You can probably pick up some gnocchi at your grocery store, which will be delicious until such time as you’ve tried real gnocchi, and then you’ll never be able to go back. That’s my experience, at least.
They’re potato-and-flour dumplings, essentially: light and puffy like a cloud, with just a bit of a chew to them. They’re bland, but absorb sauce flavors marvelously. A local restaurant has homemade gnocchi, and the first bite of them is ecstatic.
I know Cooks Illustrated had a recipe for them a few years ago, but I don’t remember how it worked; has anyone made them at home?
There was only one restaurant in town that I know of that served it and I have been looking for it since. Now we just buy it from the grocery store, it should be near the imported italian sauces.
What it is basically is potato pasta. They look like huge bugs, larva kinda. But they are awesome and very filling. You can sevre them with any sauce, red, white, pesto - it’s good with all.
I’ve made 'em from scratch - every Christmas since I was a kid. Time-consuming, but not time-consuming like ravioli. Basically, you make the dough, roll it out into ropes, cut the ropes into chunks and roll the chunks by pressing your thumb into the dough blob and doing a little “press-and-pull” action.
This recipe online is pretty similar to my Mom’s: gnocchi . We always boil, rather than bake, the potatoes, and we skip the fork bit - it’s pretty and it holds the sauce a bitbetter, but it’s just as good without the ridges.
If you buy, rather than make your own, stay away from the kind in vacuum packs in the pasta aisle (sorry, Pinkmarabou - I’ve tried your brand and it has the same “dry flour” off taste that other vacuum packed gnocchi have) and look for them in the frozen section. Should be right near the frozen ravioli.
In a pinch, I’ve recently used frozen gnocchi instead of egg dumplings in a pork-and-sauerkraut crockpot dinner, and they make a great chewy dumpling substitute.
Not a big deal, no harm - no foul. I’ve never attempted to make any on my own, so thank you so much for the recipe! They don’t have them in the frozen section at my store, but I usually like imported foods so I didn’t think there was too much more to them. It’s quick and easy, which with two persons with a full-time schedule and the DH going to school part-time, sometimes the quick-and-easy route works better. But I absolutely will try that recipe. Thanks again!
Whenever I’ve made potato gnocchi according to a recipe, they’ve seemed a little too soft and insubstantial to me. I like them best with a little bit more bite. I’ve fixed this by increasing the ratio of flour to potatoes and kneading the dough a bit more to develop the gluten. We like 'em best with garlicky butter, minced parsley and lots of grated parmesan all over 'em.
Not a huge difference, but it does make a little bit. If you boil them already peeled, they tend to soak up more water, making your proportions a little wonky.

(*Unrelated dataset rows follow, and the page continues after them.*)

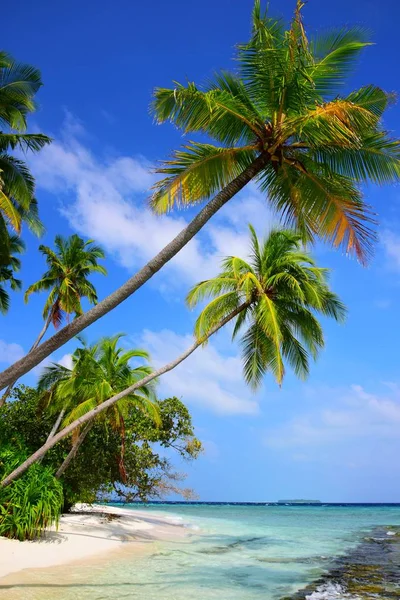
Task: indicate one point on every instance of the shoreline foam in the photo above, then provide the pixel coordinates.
(87, 532)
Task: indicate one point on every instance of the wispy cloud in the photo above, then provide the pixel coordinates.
(342, 422)
(391, 245)
(105, 198)
(207, 378)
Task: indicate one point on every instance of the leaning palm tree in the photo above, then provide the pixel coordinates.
(98, 372)
(7, 271)
(19, 84)
(276, 295)
(66, 280)
(274, 298)
(280, 121)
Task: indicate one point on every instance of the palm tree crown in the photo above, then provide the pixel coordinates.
(98, 372)
(283, 106)
(275, 295)
(69, 267)
(19, 84)
(7, 270)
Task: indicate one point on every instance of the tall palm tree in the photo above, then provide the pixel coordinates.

pugluvr - I like 'em chewy, too. Thing is, like any recipe you’ve been using for 30-odd years straight, you add a little of this, subtract a little of that, and eventually you have no idea anymore how they’re SUPPOSED to be made - which is why I linked to epicurious, so newbies have a starting point to work from. (My “own” recipe sometimes involves pinching off bits of dough and shoving them down my sister’s cleavage.)